Willis has been in the news because of his reported discovery that the thousands of dollars worth of music he has bought from iTunes isn’t actually his. Legally, it seems, that music is only borrowed under licence, not owned, and therefore cannot be passed on after his death to his daughters Rumer, Scout and Tallaluh.
I fully empathise with and share the movie star’s pain, as any father would: just imagine the horror of one’s vulnerable kids going out into the world and forming musical tastes entirely at odds with those of their wise, discerning dad!
When my children’s father dies, they’re in for a treat, let me tell you. Among the delights they’ll inherit are my superb vinyl collection – completely unplayed for over a decade owing to the lack of a “turntable” (as we ageing hi-fi buffs used to style such devices: never “record player”) but kept none the less for reasons of sentiment and historical value.
The collection includes: Crosby, Stills Nash & Young’s Déjà Vu, on whose gatefold sleeve many reefers will have been rolled to enhance the experience of hippy anthems such as Country Girl; the classic Focus album, by Dutch one-hit wonders Focus; all the early Genesis albums that I used to ponder in my bed-study at school; and, of course, the entire oeuvre of Supertramp, whose lengthy, pomp-rock intros (Even in the Quietest Moments being my favourite) I recorded for my Walkman so as to psych myself up before cross-country matches.
Not, I doubt, that my ungrateful kids will appreciate any of these nuances. The only fight when the executor of my estate hands over my cherished collection will, I suspect, be the fight (“Bags I not me!”) as to whose job it is to take it to the dump.
Indeed, I don’t just suspect this, I know it for a fact. Already my kids have started defining themselves not so much according to what they like as to what I dislike. Glancing at Boy’s iPod the other day, I noticed that by far the most extensive part of his collection was the large file proudly marked “Dad Hates”. Obviously, it pains me – especially as I’m a rock critic, damn it – that my rubbish offspring won’t have tastes nearly as immaculate or varied as mine, but I accept it as part of the parental deal. My dad never quite persuaded me that Frankie Laine was the last word in cool; my kids, I’m sorry to say, will remain similarly unconvinced by my own musical heroes, such as Led Zeppelin, Radiohead and DJ Shadow.
But this tragic generational divide isn’t the only thing Bruce Willis ought to bear in mind before he embarks on a costly legal action against Apple. Although I totally share his apparent frustration and indignation, I think what Bruce, myself and all fuddy duddies like us may have to accept is that the times they are a changin’ – especially where the concept of musical ownership is concerned.
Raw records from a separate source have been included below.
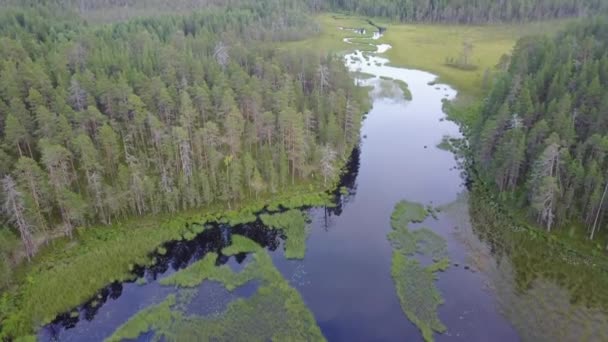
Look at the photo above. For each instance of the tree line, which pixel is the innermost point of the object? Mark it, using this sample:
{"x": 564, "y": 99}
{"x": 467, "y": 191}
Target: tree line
{"x": 543, "y": 137}
{"x": 466, "y": 11}
{"x": 157, "y": 115}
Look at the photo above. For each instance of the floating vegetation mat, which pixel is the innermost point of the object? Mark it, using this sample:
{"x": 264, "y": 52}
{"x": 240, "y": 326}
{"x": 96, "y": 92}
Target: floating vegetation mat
{"x": 275, "y": 312}
{"x": 293, "y": 223}
{"x": 415, "y": 283}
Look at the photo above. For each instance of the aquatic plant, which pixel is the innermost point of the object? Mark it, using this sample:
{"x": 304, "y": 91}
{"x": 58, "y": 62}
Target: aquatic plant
{"x": 293, "y": 224}
{"x": 240, "y": 244}
{"x": 417, "y": 293}
{"x": 406, "y": 212}
{"x": 275, "y": 312}
{"x": 414, "y": 283}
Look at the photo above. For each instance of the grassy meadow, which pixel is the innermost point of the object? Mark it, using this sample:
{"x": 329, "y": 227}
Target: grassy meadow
{"x": 426, "y": 47}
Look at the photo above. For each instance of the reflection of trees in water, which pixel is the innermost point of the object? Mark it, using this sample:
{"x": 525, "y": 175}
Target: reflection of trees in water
{"x": 348, "y": 180}
{"x": 179, "y": 254}
{"x": 537, "y": 279}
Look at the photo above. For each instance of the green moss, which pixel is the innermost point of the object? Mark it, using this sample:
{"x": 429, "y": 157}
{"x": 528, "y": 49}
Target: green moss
{"x": 415, "y": 284}
{"x": 430, "y": 244}
{"x": 407, "y": 94}
{"x": 240, "y": 244}
{"x": 205, "y": 269}
{"x": 69, "y": 272}
{"x": 362, "y": 75}
{"x": 439, "y": 266}
{"x": 417, "y": 293}
{"x": 293, "y": 224}
{"x": 145, "y": 320}
{"x": 406, "y": 212}
{"x": 275, "y": 312}
{"x": 318, "y": 199}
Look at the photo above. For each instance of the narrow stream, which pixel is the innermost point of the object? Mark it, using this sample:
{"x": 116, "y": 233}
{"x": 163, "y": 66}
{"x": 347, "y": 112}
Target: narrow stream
{"x": 345, "y": 277}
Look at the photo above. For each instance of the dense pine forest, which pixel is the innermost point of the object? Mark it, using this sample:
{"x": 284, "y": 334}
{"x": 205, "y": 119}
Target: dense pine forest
{"x": 543, "y": 135}
{"x": 161, "y": 114}
{"x": 465, "y": 11}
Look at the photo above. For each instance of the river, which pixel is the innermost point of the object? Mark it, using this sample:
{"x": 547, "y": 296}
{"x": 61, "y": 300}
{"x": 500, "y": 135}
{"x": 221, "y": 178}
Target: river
{"x": 345, "y": 277}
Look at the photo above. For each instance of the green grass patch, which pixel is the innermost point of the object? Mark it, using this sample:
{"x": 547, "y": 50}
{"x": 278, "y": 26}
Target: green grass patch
{"x": 330, "y": 39}
{"x": 205, "y": 269}
{"x": 362, "y": 75}
{"x": 406, "y": 212}
{"x": 426, "y": 47}
{"x": 414, "y": 283}
{"x": 70, "y": 272}
{"x": 293, "y": 224}
{"x": 275, "y": 312}
{"x": 417, "y": 293}
{"x": 241, "y": 244}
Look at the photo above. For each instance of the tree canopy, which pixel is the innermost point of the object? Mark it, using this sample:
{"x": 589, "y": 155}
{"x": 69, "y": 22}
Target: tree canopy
{"x": 543, "y": 133}
{"x": 160, "y": 114}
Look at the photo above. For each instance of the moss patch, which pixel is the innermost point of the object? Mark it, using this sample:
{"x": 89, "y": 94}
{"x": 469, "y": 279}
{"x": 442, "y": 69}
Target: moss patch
{"x": 414, "y": 283}
{"x": 417, "y": 293}
{"x": 275, "y": 312}
{"x": 293, "y": 224}
{"x": 241, "y": 244}
{"x": 407, "y": 212}
{"x": 70, "y": 272}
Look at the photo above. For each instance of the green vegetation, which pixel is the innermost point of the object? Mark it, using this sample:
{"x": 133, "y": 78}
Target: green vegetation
{"x": 330, "y": 39}
{"x": 293, "y": 224}
{"x": 406, "y": 212}
{"x": 107, "y": 130}
{"x": 53, "y": 283}
{"x": 417, "y": 293}
{"x": 542, "y": 137}
{"x": 206, "y": 269}
{"x": 467, "y": 12}
{"x": 540, "y": 277}
{"x": 415, "y": 284}
{"x": 275, "y": 312}
{"x": 101, "y": 129}
{"x": 240, "y": 244}
{"x": 426, "y": 47}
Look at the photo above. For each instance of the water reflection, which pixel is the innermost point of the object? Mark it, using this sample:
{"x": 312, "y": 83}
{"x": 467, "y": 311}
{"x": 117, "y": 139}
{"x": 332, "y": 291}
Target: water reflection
{"x": 182, "y": 253}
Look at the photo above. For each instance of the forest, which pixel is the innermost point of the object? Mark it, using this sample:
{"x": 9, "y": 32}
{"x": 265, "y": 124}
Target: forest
{"x": 159, "y": 115}
{"x": 471, "y": 12}
{"x": 542, "y": 138}
{"x": 157, "y": 142}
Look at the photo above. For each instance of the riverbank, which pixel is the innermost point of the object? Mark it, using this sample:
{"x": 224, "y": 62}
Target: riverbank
{"x": 70, "y": 272}
{"x": 427, "y": 47}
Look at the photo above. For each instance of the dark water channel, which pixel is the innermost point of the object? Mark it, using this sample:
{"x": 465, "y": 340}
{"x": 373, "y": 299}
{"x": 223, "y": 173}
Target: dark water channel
{"x": 345, "y": 277}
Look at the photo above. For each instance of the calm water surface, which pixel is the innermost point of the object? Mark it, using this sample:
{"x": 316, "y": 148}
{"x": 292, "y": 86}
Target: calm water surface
{"x": 345, "y": 277}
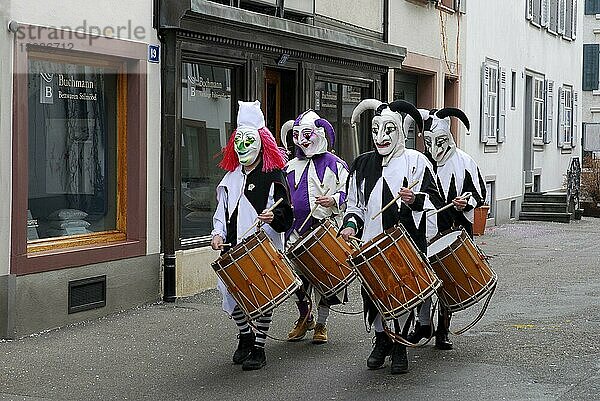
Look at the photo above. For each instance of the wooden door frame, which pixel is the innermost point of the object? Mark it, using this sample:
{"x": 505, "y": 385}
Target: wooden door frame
{"x": 274, "y": 77}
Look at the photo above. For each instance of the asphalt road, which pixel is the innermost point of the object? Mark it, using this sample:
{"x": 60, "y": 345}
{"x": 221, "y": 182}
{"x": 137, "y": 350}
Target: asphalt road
{"x": 539, "y": 340}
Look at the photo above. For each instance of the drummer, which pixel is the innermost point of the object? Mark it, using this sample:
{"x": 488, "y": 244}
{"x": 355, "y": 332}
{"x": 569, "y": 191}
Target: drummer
{"x": 317, "y": 182}
{"x": 254, "y": 181}
{"x": 375, "y": 179}
{"x": 457, "y": 173}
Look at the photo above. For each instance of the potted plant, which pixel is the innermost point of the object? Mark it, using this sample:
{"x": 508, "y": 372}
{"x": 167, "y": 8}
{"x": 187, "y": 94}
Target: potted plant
{"x": 480, "y": 219}
{"x": 590, "y": 187}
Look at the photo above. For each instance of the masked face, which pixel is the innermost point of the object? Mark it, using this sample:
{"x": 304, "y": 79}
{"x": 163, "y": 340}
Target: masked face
{"x": 310, "y": 139}
{"x": 441, "y": 145}
{"x": 387, "y": 135}
{"x": 247, "y": 145}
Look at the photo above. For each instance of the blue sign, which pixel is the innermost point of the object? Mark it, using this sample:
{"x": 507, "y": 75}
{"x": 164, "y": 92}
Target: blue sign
{"x": 153, "y": 53}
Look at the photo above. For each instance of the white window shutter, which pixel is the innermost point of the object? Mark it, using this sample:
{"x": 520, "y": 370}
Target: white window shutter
{"x": 562, "y": 16}
{"x": 485, "y": 84}
{"x": 574, "y": 119}
{"x": 549, "y": 111}
{"x": 502, "y": 106}
{"x": 561, "y": 117}
{"x": 574, "y": 20}
{"x": 545, "y": 13}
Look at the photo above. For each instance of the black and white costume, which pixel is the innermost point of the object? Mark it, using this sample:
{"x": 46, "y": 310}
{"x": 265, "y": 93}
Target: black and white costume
{"x": 457, "y": 174}
{"x": 375, "y": 179}
{"x": 253, "y": 183}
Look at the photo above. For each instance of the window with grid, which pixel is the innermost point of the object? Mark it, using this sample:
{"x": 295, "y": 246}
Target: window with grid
{"x": 538, "y": 108}
{"x": 568, "y": 114}
{"x": 492, "y": 99}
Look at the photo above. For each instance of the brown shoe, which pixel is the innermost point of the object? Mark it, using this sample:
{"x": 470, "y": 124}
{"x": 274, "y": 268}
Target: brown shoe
{"x": 299, "y": 331}
{"x": 320, "y": 334}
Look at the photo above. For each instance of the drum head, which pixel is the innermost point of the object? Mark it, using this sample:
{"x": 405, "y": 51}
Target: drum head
{"x": 442, "y": 243}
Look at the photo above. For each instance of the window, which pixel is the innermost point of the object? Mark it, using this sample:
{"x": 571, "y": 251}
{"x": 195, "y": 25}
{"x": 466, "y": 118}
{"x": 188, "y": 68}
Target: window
{"x": 538, "y": 109}
{"x": 592, "y": 7}
{"x": 73, "y": 149}
{"x": 79, "y": 146}
{"x": 205, "y": 129}
{"x": 589, "y": 80}
{"x": 557, "y": 16}
{"x": 567, "y": 115}
{"x": 493, "y": 102}
{"x": 490, "y": 197}
{"x": 335, "y": 103}
{"x": 513, "y": 90}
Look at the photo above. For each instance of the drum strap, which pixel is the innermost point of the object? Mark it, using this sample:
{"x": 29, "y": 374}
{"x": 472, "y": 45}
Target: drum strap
{"x": 256, "y": 329}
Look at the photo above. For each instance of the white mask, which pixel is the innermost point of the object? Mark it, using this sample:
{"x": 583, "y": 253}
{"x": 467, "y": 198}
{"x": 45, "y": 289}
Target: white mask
{"x": 388, "y": 134}
{"x": 247, "y": 145}
{"x": 439, "y": 141}
{"x": 308, "y": 137}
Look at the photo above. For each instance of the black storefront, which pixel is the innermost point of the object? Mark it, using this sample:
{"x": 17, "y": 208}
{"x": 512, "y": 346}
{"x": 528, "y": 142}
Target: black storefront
{"x": 214, "y": 55}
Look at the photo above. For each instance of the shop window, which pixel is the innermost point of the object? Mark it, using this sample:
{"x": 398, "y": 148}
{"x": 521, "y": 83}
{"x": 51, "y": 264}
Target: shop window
{"x": 205, "y": 129}
{"x": 79, "y": 151}
{"x": 73, "y": 151}
{"x": 335, "y": 102}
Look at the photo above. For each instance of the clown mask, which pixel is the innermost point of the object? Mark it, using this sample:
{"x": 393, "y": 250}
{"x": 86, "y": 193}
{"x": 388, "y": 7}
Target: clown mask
{"x": 439, "y": 141}
{"x": 247, "y": 145}
{"x": 310, "y": 139}
{"x": 388, "y": 135}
In our day, it was all very simple: you went out and bought your LP or your eight-track or your cassette or your CD and it was yours to keep for ever. Never once would you have to fear the 3am knock at the door from the copyright people, come to reclaim your scratched edition of Yes’s Tales From Topographic Oceans. But that was in the days before the internet, when musical artistes (and record companies) could make a more than decent living out of physical sales, which they can’t any more. So now creative types (and the various parasites who depend on them) need to find other ways of financing their efforts – and Apple’s infuriating arrangement regarding iTunes copyright is one of them.
The good news is that our kids and grandkids might find the concept of owning music faintly ridiculous. They’ll be using services such as Spotify to stream music at the click of a button and for next to nothing. They won’t own it, but it’ll be there whenever they want to listen.
I’m not saying I like this idea. Probably as Bruce Willis does, I’d much rather live in a world where we still used vinyl and where none of the technologies since had been invented. But as Die Hard?’s John McClane would no doubt have said, had he been consulted on such matters, a guy’s gotta play the cards he’s dealt: like it or not, we’re in the age of Spotify now, and it’s time old farts such as Bruce and me got with the programme.
As a matter of fact, I’ve already started. Just the other day, I invested in one of those fancy Bowers & Wilkins Zeppelin devices and instead of playing CDs I now stream most of my music from my premium account at Spotify. I don’t own any of this music, but why would I need to? Pretty much everything that has ever been recorded is there for my delectation whenever I want – and all for less each month than, in the supposed good old days, I would have paid for just one CD.